It takes a brave man to steer a company in an industry on bumpy ground. Take Lonmin, which this week announced that Ben Magara will become the new chief executive in July. The Zimbabwean must tow the London-listed South African platinum miner clear of an operational bind. The precious metal is in surplus at the same time as wages and power costs among platinum miners are rising.
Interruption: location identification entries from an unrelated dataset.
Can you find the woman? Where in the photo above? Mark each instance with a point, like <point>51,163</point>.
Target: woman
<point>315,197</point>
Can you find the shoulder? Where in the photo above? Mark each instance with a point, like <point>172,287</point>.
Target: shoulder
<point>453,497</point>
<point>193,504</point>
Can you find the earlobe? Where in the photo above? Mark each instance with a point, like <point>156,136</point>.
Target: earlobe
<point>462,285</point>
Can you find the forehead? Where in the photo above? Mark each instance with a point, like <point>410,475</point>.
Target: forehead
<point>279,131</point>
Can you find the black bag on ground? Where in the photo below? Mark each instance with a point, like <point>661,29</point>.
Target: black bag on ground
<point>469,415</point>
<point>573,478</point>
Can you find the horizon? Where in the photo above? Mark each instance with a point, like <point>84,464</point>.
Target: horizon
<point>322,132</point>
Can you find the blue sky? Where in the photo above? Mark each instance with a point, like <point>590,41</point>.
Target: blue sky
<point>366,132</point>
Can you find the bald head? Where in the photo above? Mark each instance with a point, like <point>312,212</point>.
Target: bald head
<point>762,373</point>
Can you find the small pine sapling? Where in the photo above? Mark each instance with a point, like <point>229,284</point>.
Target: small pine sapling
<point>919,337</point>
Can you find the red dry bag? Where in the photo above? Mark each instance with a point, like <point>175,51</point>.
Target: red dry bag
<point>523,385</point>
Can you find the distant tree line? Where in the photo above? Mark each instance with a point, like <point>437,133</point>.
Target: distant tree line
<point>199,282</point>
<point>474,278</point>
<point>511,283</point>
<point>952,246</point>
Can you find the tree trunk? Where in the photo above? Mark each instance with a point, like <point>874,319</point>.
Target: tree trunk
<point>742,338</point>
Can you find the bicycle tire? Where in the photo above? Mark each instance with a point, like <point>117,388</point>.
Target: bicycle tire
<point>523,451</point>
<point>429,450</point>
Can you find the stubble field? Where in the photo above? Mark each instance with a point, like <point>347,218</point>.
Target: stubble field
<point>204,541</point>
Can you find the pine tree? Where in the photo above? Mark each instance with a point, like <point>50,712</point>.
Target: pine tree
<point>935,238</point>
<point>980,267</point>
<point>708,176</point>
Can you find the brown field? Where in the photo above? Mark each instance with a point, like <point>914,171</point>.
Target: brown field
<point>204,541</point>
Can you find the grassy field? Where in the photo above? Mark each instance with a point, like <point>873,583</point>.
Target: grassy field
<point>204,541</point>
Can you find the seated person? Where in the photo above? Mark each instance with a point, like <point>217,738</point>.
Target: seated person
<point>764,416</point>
It helps that Mr Magara is a graduate of the university of Anglo American. His two decades of experience in South African mining should help him navigate Lonmin through complex labour negotiations. What is more, Lonmin is already making progress. Its $800m cash call late last year has wiped out its $420m in net debt. Meanwhile, production in the first quarter beat expectations, which demonstrates that Lonmin is recovering from last year’s strikes. The miner is also addressing its weight problem as 150 non-mining management roles await the chop.
Still, the platinum price, which fell sharply on Thursday, remains a quarter below pre-crisis highs. On the supply side, the 400,000oz cut in platinum production by the world’s largest miner of the precious metal Anglo American Platinum is yet to go ahead. And secondary supply from platinum recycling is also rising. Meanwhile, demand remains under pressure due to the weak global auto market. As a result, any price increase that could occur is sure to be less than the rise in unit costs.
In the meantime, Lonmin must steer a fine line between capital expenditure to improve efficiency to bring down its high cash costs, and a return to positive free cash flow. The reduced capex this year and next might therefore be overdone if it is to meet the big 2015 production targets it needs to drive down costs. Mr Magara has a tough journey.